SAMARINDA, DESKRIPSI.ID – Langkah besar Kalimantan Timur (Kaltim) menuju Pekan Olahraga Pelajar Nasional (Prapopnas) 2024 mulai terlihat. Sejak 28 Oktober 2024, sebanyak delapan cabang olahraga (cabor) menggelar Training Camp (TC) intensif selama 21 hari. Program ini bukan sekadar pemanasan, melainkan bagian dari strategi matang untuk mengasah kemampuan atlet muda menghadapi persaingan dari tujuh provinsi lain di Indonesia.
Namun, menurut Kepala Bidang Peningkatan Prestasi Olahraga (PPO) Dispora Kaltim, Rasman Rading, kemenangan di Prapopnas tak hanya soal fisik.
“Fisik mereka sudah solid, tetapi mental tanding adalah kunci. Atlet-atlet kita ini masih pelajar, jadi pengalaman mereka menghadapi tekanan pertandingan belum banyak,” ujar Rasman.
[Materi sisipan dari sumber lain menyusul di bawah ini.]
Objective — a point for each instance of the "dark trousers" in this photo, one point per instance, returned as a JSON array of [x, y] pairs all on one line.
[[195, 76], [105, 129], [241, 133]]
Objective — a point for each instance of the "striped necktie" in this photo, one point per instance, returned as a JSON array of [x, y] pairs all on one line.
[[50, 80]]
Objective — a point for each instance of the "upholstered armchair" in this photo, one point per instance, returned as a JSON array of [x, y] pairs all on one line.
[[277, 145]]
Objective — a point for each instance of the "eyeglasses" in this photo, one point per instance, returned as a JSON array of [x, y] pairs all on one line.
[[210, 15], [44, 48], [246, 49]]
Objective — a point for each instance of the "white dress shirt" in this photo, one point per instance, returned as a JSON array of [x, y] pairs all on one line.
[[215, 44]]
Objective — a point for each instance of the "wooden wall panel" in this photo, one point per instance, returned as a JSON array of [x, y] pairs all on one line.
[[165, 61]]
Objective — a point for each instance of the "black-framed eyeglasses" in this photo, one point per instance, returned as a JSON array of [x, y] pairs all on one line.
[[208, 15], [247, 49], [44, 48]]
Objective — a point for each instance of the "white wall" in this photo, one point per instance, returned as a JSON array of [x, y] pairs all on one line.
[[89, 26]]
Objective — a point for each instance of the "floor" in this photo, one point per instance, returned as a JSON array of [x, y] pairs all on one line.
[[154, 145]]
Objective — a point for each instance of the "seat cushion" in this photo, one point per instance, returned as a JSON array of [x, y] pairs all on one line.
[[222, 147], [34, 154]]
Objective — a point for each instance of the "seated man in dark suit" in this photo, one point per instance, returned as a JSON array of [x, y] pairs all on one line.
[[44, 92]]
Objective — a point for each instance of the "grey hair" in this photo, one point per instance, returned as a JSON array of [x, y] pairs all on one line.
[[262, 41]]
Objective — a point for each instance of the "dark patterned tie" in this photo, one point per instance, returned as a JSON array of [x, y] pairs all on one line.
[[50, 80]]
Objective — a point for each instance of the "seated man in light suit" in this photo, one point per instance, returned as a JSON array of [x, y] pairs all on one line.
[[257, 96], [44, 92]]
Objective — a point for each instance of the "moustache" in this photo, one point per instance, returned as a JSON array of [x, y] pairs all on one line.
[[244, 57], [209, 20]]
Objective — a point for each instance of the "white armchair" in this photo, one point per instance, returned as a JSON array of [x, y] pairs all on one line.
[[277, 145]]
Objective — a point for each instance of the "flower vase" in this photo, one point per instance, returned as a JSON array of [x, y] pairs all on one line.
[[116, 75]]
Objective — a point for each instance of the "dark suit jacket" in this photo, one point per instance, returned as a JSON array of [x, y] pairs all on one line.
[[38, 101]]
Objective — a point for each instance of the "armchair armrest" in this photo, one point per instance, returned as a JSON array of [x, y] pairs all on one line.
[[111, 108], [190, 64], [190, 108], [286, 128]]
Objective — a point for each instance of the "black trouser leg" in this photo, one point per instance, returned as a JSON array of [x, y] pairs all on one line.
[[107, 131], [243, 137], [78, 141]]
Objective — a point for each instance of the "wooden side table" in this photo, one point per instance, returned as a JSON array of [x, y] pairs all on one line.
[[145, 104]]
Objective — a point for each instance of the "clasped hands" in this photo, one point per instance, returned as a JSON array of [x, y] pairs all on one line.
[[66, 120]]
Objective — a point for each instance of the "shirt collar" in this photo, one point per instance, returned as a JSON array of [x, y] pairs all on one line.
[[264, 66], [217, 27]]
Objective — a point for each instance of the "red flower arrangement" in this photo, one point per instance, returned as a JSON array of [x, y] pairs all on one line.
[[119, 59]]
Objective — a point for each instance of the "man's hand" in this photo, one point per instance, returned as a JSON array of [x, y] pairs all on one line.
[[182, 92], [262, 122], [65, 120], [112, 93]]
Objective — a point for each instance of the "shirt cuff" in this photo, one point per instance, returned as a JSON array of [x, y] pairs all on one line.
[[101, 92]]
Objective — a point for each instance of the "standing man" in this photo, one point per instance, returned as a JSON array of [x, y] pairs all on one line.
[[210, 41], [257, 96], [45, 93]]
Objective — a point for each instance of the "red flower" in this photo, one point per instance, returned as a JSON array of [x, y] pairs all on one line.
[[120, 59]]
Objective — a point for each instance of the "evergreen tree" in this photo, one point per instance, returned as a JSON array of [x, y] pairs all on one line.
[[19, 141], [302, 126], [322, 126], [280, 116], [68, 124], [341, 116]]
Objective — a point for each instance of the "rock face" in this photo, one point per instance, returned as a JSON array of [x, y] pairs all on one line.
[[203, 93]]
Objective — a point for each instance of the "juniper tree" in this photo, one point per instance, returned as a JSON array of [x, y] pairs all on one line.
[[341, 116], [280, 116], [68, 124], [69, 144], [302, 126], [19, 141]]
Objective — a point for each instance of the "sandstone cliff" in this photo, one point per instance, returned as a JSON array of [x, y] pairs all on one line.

Persiapan fisik saja tak cukup untuk membawa pulang medali. Rasman menekankan pentingnya menanamkan mental juara sejak dini. Salah satu langkah strategis adalah melalui uji tanding, yang bertujuan mengasah keberanian atlet untuk menghadapi lawan yang lebih tangguh.
“Tim sepak bola sudah menjalani empat uji tanding, dan hasilnya sangat positif. Mereka lebih percaya diri dan mulai terbiasa menghadapi tekanan di lapangan,” katanya.
Selain itu, pelatih juga diminta untuk menggali sisi psikologis atlet. Bukan hanya sekadar strategi teknis, tetapi juga memberikan ruang bagi atlet untuk mengelola emosi mereka saat berhadapan dengan momen krusial di pertandingan.
Kesuksesan atlet juga bergantung pada kedisiplinan mereka di luar lapangan. Rasman mengingatkan pentingnya menjaga kesehatan dan konsentrasi selama TC berlangsung. Pengawasan ketat diterapkan, termasuk membatasi pergerakan atlet di luar asrama dan mengurangi penggunaan gadget.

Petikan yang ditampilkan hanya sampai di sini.